Teaching kids to clean up after themselves can teach them life skills and create a stress free environment for everyone.
Kids love to make a mess while being playing and being creative, and it’s good for their development to play and explore. Once they are done though, and there is a big mess left behind, that’s when things get a bit challenging. Teaching kids to clean up after themselves can be hard. There is no wrong or right way to teach them, however, it is something that needs to be taught and easier on both parent and child if you start teaching them at a young age, when they are more enthusiastic.
These are a few ways you can teach your child to clean up after themselves and form good habits.
Break it down into smaller steps
You can’t send your child off to clean on their own because the overwhelm can become consuming and all they see is stuff everywhere. When my kids were young, I used to sit in their room with a book or magazine and give them direction when they were young. I would break up individual tasks to make the process easier:
- Make your bed
- Clean bedside table and remove anything that is not essential
- Collect all rubbish and throw into the bin
- Pick up all dirty clothes and put into a laundry basket
- Hang up or fold any clothes that are not dirty
- Clean up toys and put them where they belong
Once all of those tasks were complete (and let me tell you it would take ages, and often my kids would need a drink break or a toilet break, or get distracted by a toy they hadn’t seen in a while), I would help them to dust and vacuum. I used this method every now and then until my kids were in their young teens and knew what they needed to do to keep their space clean.
Make a game of it
Some kids work better if it’s a fun environment, so make cleaning up a game. Get the whole family to put things away where they belong with some music on and throw an incentive in there if you think that will create more enthusiasm.
Create some rules
My kids were expected to put their own dishes away once they had finished eating or put blankets and cushions back to where they belonged after watching a movie, or putting one toy away before bringing out another toy. It’s the little things that can turn into big things and cause frustration with both parent and child. By creating these simple rules, I wasn’t the one who was constantly cleaning up after my kids. Please don’t get me wrong – I still have to remind my kids from time to time to pick up after themselves!

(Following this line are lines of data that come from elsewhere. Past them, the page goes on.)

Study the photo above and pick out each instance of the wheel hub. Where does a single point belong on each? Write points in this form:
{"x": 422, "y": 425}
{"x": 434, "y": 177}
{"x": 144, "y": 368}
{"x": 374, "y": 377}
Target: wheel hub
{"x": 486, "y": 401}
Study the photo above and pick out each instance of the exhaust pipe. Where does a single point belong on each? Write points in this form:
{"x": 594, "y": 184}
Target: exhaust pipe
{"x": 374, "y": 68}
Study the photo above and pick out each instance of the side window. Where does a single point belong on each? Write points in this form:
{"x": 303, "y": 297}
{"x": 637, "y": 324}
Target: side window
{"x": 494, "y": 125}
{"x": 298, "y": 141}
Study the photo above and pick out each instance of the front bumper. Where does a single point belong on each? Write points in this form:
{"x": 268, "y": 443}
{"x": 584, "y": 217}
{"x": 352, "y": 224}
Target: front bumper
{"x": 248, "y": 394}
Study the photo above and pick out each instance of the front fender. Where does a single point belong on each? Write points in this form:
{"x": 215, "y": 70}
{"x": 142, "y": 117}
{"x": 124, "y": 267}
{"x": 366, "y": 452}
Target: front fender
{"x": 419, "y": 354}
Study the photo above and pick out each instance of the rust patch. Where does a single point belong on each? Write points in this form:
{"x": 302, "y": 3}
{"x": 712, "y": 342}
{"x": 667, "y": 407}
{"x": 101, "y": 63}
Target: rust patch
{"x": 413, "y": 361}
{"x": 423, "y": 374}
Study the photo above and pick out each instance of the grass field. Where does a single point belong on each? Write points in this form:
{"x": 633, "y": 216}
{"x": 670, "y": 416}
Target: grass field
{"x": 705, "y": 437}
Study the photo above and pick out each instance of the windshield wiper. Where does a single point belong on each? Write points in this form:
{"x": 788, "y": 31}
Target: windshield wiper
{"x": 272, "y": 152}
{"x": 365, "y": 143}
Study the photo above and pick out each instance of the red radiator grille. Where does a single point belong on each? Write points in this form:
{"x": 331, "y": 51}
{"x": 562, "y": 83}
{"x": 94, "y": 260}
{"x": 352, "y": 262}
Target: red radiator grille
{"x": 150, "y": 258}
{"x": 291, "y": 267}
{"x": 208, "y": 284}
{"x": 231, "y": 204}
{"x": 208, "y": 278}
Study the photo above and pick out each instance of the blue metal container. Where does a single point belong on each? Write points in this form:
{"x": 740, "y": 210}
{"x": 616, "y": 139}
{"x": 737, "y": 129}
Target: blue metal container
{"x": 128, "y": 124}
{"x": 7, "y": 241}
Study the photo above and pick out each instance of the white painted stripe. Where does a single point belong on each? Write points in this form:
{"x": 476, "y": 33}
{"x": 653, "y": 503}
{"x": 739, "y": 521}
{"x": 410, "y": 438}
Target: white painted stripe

Explain why keeping things clean is hygienic
Explaining to your kids that keeping your house and bedroom clean is hygienic and when you leave clothes, food or things lying around for too long, bugs and insects can create nests and homes. A clean space can also be good for overall health, letting dust build up of dust and mess can trigger kids with allergies. Make your kids an all natural cleaning spray they can use, so you don’t have to be worried about them coming into contact with chemicals.
Have a home for everything
If your child knows where certain things go, in their bedrooms and throughout the house, it will make it easier for them to clean up after themselves. If they don’t know where things go, they won’t put in the effort. Have clear places for things, use storage tubs and label them if you want to.
Be a good example
You can’t expect your kids to clean up after themselves if you don’t. If your kids see you doing things, like cleaning up after yourself, or putting things away, they will follow your lead. If they see these things from a young age, it will become easier to make this a part of their everyday living.
Age appropriate chores
Have age appropriate chores for your kids. Chores teach your kids important life skills, teaches them to take responsibility and good work ethic. Keeping the chores age appropriate won’t overwhelm them. You can use routine charts for young kids to help them along daily so they can stay on track.